Despite drowning in a metaphorical flood, the Internal Revenue Service (IRS) is not heeding calls to build a metaphorical ark—and taxpayers are paying a literal price.
That’s according to Erin M. Collins, the National Taxpayer Advocate, who said in a memo on Tuesday that she was officially appealing a decision by the IRS to reject the timely implementation of simple scanning technology, which would have allowed the agency to “machine read” handwritten paper tax returns.
According to the most recent estimates, the IRS had a backlog of more than 17 million paper returns as of July—leaving processing centers overflowing with monstrous paper mountains that look almost comical from a distance—and each one of those returns has to be reviewed by a human being.
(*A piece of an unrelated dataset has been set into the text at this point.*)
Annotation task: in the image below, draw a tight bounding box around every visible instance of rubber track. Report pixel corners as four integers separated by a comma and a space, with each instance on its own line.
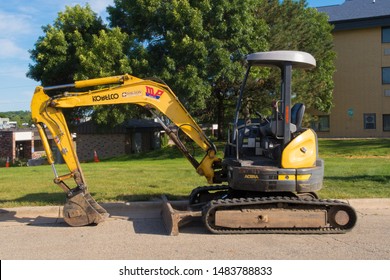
203, 196, 357, 234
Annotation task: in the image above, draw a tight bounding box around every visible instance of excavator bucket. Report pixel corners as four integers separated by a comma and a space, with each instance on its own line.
63, 191, 109, 227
The result is that many taxpayers who are owed refunds are left waiting for months on end with no clear communication for when they can expect their money.
As Fast Company reported in March, Collins had issued a directive to the IRS asking it to implement scanning technology that would automate the process, ideally by the start of the 2023 tax season, but if not, then by the start of the 2024 tax season at the latest. Such technology, known as optical character recognition, or OCR, has been around for decades and is already widely in use at state-level tax agencies, according to Collins.
However, the IRS said in a response last month that it was essentially revoking the directive, noting that, while it is testing a number of pilot programs, it did not yet have a system in place that it could simply just roll out. “We will not implement any single option until we are confident in the delivery of that option,” wrote deputy commissioners Jeffrey J. Tribiano and Douglas W. O’Donnell.
In other words, the agency agrees that scanning paper returns is urgently needed, but taxpayers shouldn’t hold their breath that this will happen by 2023 or even 2024.
Collins says that’s simply not good enough. “I fully agree the IRS should choose an efficient and reliable delivery system, but the IRS response did not provide specifics as to the IRS’s ongoing efforts, a timeline to apply a delivery system to process paper returns, or what percentage of 2022 returns it anticipates scanning,” she wrote in her appeal letter, adding that taxpayers “deserve a 21st century tax administration that utilizes technology to meet the needs of the taxpaying public, notably by delivering timely tax refunds.”
She went on to say that she expects an answer to her appeal by September 30. In it, she wants the IRS to explain either how it plans to implement the scanning technology, whether it has come up with a viable alternative, or whether it will simply decline taking action.
It’s unclear what will happen next. According to a follow-up blog post from Collins, her decision to appeal a decision by two IRS deputy commissioners is an “unusual step.” The Taxpayer Advocate Service is typically able to make recommendations to the IRS, but it has limited authority to mandate changes.
One thing does seem clear, though: The agency’s paper problem is not going away, and at its current pace, it may not even finish dealing with its existing backlog before the process starts all over again next year. “While we all hope the IRS can work through the backlog this year, I often say that hope is not a business plan,” Collins wrote.